Re-thinking et re-designing sont les maîtres mots d'une stratégie verbeuse au sens propre du terme : les mots ont une importance fondamentale (les plus importants figurant en gras, sans doute pour les lecteurs néophytes), même s'il est parfois difficile de leur trouver une réalité autre que l'« externalisation » de certaines tâches (comme le catalogage courant) de plus en plus confiées à des prestataires privés, au moins aux états-Unis. On pense surtout, et souvent, à la « novlangue » du 1984 de George Orwell, ouvrage de référence ces temps-ci.

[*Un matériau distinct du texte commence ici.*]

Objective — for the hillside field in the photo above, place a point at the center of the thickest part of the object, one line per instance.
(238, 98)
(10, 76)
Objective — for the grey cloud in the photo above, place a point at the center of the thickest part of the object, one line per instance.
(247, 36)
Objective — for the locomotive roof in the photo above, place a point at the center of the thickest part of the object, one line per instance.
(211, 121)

Comme illustration concrète de ce type d'interrogation (voire de finalité), Ronald Michael Schmidt s'interroge sur l'avenir des grands outils bibliographiques collectifs. Au-delà des intérêts actuels, de plus en plus battus en brèche à l'ère des réseaux, il pointe par exemple la possibilité de stocker les documents électroniques les moins consultés, à la manière d'un « silo virtuel ». A vrai dire, on voit parfois mal l'intérêt d'une gestion centralisée de certains des projets et services indiqués, qui peuvent aussi bien être réalisés par les établissements eux-mêmes.

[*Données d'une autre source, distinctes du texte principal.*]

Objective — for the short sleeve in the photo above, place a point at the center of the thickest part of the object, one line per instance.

Enfin, comme pour parachever ce tableau déjà tourmenté, Andrew G. Torok indique que, dans bien des cas, les outils de recherche et les « agents intelligents » utilisés pour accéder aux ressources multiples, hétérogènes et protéiformes d'Internet « are as powerful, if not more so, than a librarian-mediated search » 2. De ces convictions, on peut aussi déduire que la philosophie du just in time, qui caractérise tout à la fois la production industrialisée et le développement des ressources électroniques, semble bel et bien l'avoir emporté sur le just in case qui était, d'une certaine manière, le mode de fonctionnement privilégié des bibliothèques et des centres de documentation.
No future ?
Comme on peut le voir, l'heure des interrogations est maintenant venue et, au-delà de propos de circonstances, peu nombreux sont ceux qui voient dans les bibliothèques et les professionnels qui les organisent des institutions et des métiers d'avenir. La description est certes partielle, voire partiale. Mais la clarté des interventions et nombre de faits, techniques et économiques, montrent que, dans le monde de l'information comme ailleurs, les règles du marché l'emportent et que, pour reprendre les propos de Maurice B. Line, « the next decade... will be one of chaos, during which old boundaries between libraries, computing, educational technology and teaching will be broken up » 3.
P.-S. On pardonnera l'abus de termes anglo-saxons, mais le vocabulaire français du management [sic] peine à suivre les progrès du new language.